In my journalistic career spanning 35 years, I have seen many Finance Ministers presenting the Union Budget and their Prime Ministers complimenting them. But, for the first time I watched a Prime Minister giving a 25-minute long speech in praise of his Finance Minister's budget. Dr. Manmohan Singh was a great economist, but he never praised his Finance Minister's budget so effusively. While praising the budget, Prime Minister Narendra Modi detailed every scheme, mentioned fund allocations for every major sector and explained the logic behind them.
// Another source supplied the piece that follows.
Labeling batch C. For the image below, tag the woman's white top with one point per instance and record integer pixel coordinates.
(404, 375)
For the first time in my 35-year-long career, I watched the tallest leader of the Opposition walk away without saying a word, after the budget was presented. Congress president Rahul Gandhi may be knowing the reason behind his silence and it is for him to decide in which way he should react.
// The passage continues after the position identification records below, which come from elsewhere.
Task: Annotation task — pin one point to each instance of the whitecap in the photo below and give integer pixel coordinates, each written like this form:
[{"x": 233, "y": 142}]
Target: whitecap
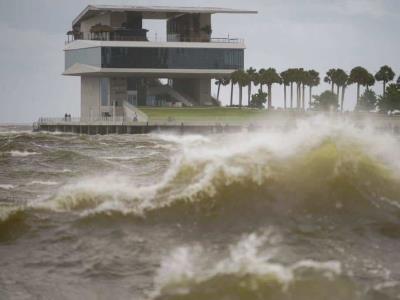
[
  {"x": 16, "y": 153},
  {"x": 7, "y": 186},
  {"x": 40, "y": 182}
]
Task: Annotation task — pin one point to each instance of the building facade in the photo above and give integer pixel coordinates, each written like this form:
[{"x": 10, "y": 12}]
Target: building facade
[{"x": 121, "y": 68}]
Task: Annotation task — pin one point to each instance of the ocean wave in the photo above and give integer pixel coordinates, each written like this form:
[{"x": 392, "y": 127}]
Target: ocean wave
[
  {"x": 42, "y": 182},
  {"x": 7, "y": 186},
  {"x": 17, "y": 153},
  {"x": 247, "y": 269},
  {"x": 319, "y": 165}
]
During all previous budgets, the general discussion used to centre around which goods and services have become cheaper or costlier. This time it was not. Only policies and projects were discussed after the presentation of budget. Finance Minister Jaitley outlined the government's plans for agriculture, health, education, infrastructure and social welfare. The stamp of "Sabka Saath, Sabka Vikaas" was clearly discernible in this budget. That is why PM Modi said this budget has laid the foundation of a New India. Overall, the budget has passed the stringent test with flying colours.
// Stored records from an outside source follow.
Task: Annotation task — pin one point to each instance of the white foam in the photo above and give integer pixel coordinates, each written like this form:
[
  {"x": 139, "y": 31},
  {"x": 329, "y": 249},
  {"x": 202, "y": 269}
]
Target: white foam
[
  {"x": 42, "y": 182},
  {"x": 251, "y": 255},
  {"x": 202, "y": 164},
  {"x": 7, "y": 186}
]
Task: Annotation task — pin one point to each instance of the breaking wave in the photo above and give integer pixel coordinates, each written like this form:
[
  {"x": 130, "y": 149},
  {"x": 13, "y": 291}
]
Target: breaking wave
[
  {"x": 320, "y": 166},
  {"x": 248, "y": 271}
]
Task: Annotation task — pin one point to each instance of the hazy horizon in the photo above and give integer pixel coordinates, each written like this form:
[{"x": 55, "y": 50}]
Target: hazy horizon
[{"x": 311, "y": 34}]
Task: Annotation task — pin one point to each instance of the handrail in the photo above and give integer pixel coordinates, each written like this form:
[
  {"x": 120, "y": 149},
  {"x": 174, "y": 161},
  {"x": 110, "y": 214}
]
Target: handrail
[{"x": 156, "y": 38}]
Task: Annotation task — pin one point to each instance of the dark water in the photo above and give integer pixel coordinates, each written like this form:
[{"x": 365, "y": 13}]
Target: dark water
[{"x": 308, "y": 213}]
Former finance minister P. Chidambaram has questioned the manner in which the government proposes to fund the National Health Protection Scheme which will cover over 10 crore poor and vulnerable families providing coverage upto Rs 5 lakhs per family per year. Finance Minister Arun Jaitley has clearly mentioned that this will be the world's largest government funded health care programme, and adequate funds will be provided for smooth implementation of the same. The scheme is big, the aim behind the scheme is truly big, but it will not be so easy to implement. I however do not agree with Chidambaram's query as to from where government will provide funds. The Centre has adequate funds at its disposal. The problem may arise with the availability of doctors. The government has announced it will open 24 medical college hospitals, but it will require at least five years to be opened. Medical education will then start, and doctors will pass out after another five years. Till then, the government will have to manage with the available infrastructure, and this is not an easy task.
Particular attention has been paid to farmers in this budget. In the 2014 Lok Sabha elections, the BJP had secured the votes of farmers, who had great expectations from Modi. But the overall conditions of farmers have not improved. Agrarian distress clearly expressed itself during the recent Gujarat Assembly polls. The Congress made the prices of groundnuts and cotton an election issue. Farmers and fishermen in Banaskantha, Amreli, Junagarh, Gir Somnath and Morbi distanced themselves from the BJP, and supported Congress. This was a lesson for Modi, and that is why farmers, fishermen and livestock owners were paid special attention in the budget this time.